Fast Logging for HFT In Rust

Posted October 23, 2022

In this article, we’ll be discussing a fast way of logging in Rust and its application to high-frequency trading. The code presented here solves two problems, one is well-known, the latter less so. It is imperative to avoid using IO operations within the strategy thread, but logging operations can hide a lot of memory operations that should also be avoided. Logging from the strategy is useful for monitoring or debugging purposes. Logging can however be expensive if implemented inefficiently. I have known companies to run two builds in production, one with logging and the other without logging that trades. This set-up avoids any issues with logging affecting the strategies throughput, however, this in my opinion is a fairly extreme solution.

When discussing latency we also need to talk not only about the mean latency but also the full latency distribution. It’s important to be fast, but also to be consistently fast. HFT trading platforms are a form of asynchronous message systems and latency can be measured as the time between an input message such as an orderbook update and an output message such as an order. Message rate tends to be correlated with volume and volume tends to be correlated with market opportunity. It is quite normal for latency to spike when message rates spike. This is why not only the mean latency should be measured but the 99 and the 99.9 percentile latency. What is to be avoided is delaying the sending of orders since the system is stuffed with messages that it cannot process fast enough.

As discussed in the previous article, one of the main advantages of using languages such as C++ or rust because of their lack of garbage collection. Garbage tends to be created when there is a lot of activity and the garbage collectors (GC) make latency non-deterministic since other processes are blocked as it runs. I have not used Java in a long time so if there is now a decent parallel/concurrent GC then please forgive me. Even so, GCs are to be avoided even when using a GC language.

When trying to write efficient code there are a few important general rules. Memory operations tend to be quite expensive compared to arithmetic operations. Many high-frequency trading platforms tend to either not use data structures or to pre-allocate memory on startup. Other operations which are relatively expensive include those associated with IO or locking since those deal with the operating system. The issue with the operating system is not only that operations are relatively slow but because operations need to be synchronised across multiple processes, the latency of the operations is non-deterministic.

Let’s start with a naive implementation of logging.

/* simple logging using println! */
let date = Local::now();
println!("ts: {} volume: {} price: {} flag: {}", date.format("%Y-%m-%d %H:%M:%S"), 100.02, 20000.0, true);

One of the main issues with logging is that this involves a slow IO operation. The simple solution to this is to use asynchronous logging so the IO thread is separated from the strategy thread. This can significantly improve both the strategy latency and also the latency variance. A common implementation of this is to generate a log string and then serialise it to a separate async logging thread. This can be done via a lock-free queue of some sort to avoid the strategy thread needing to wait for locks.

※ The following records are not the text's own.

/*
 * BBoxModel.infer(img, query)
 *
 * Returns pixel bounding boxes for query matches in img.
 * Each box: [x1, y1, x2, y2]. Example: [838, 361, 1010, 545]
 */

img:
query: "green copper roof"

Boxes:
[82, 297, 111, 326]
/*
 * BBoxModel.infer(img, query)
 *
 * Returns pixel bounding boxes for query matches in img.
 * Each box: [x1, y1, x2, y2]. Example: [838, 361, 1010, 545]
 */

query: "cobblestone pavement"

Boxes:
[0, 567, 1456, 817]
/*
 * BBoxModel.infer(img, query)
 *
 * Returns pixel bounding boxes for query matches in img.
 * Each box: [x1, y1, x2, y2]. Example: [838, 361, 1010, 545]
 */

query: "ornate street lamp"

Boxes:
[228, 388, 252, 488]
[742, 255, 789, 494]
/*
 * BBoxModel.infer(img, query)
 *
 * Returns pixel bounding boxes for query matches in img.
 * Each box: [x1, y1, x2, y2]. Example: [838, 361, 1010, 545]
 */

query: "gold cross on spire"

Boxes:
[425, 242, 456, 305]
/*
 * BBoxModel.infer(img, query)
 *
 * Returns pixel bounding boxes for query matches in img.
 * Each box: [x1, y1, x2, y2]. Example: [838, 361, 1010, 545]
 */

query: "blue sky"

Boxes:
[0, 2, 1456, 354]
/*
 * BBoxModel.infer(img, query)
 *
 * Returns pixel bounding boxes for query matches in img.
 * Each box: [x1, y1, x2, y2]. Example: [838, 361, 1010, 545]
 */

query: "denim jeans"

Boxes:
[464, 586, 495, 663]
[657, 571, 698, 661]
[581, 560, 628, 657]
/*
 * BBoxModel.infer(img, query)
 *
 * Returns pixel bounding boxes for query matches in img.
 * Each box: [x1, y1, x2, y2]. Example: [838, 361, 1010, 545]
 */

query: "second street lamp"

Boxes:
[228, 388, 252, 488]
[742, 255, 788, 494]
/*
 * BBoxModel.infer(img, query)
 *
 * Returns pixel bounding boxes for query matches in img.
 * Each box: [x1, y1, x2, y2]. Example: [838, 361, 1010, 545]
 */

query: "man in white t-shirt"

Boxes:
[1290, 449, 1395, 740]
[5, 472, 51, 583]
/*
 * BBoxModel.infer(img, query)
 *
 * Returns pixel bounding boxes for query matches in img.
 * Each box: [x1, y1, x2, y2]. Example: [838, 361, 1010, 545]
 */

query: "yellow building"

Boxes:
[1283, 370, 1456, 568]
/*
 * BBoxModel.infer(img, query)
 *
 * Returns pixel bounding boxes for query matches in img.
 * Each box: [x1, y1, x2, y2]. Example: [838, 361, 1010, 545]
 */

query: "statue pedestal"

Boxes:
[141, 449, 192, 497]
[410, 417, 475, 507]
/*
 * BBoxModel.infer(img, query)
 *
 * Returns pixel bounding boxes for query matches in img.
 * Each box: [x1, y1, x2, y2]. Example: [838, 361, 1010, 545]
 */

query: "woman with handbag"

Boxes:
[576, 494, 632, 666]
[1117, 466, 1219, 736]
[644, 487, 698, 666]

The following is an improved implementation that uses a lock-free queue to communicate between threads.

/* implementation of logging on an asynchronous thread */
use lockfree::channel::spsc::{create, Sender, Receiver};

// set up async logging thread
let (mut sx, mut rx) = create::<String>();
let guard = thread::spawn(move || {
    let core_ids = core_affinity::get_core_ids().unwrap();
    core_affinity::set_for_current(*core_ids.last().unwrap());

    match (rx.recv()){
        Ok(msg) => { print("{}", msg); }
        Err(e) => { panic!("well this is not good"); }
    }
});

// strategy thread
let date = Local::now();
let log_msg = format!("ts: {} volume: {} price: {} flag: {}", date.format("%Y-%m-%d %H:%M:%S"), 100.02, 20000.0, true);
sx.send(log_msg).unwrap();   // should really handle errors

How expensive is the creation of the log string? The answer is a lot. Often timestamps are formatted to date string and the creation of the string itself involves dynamic memory allocation which should be avoided. It would be much better if it was possible to offload not only the IO operations but also the string building to a separate thread. Getting around this cost using an alternative implementation is pretty difficult to achieve in most languages.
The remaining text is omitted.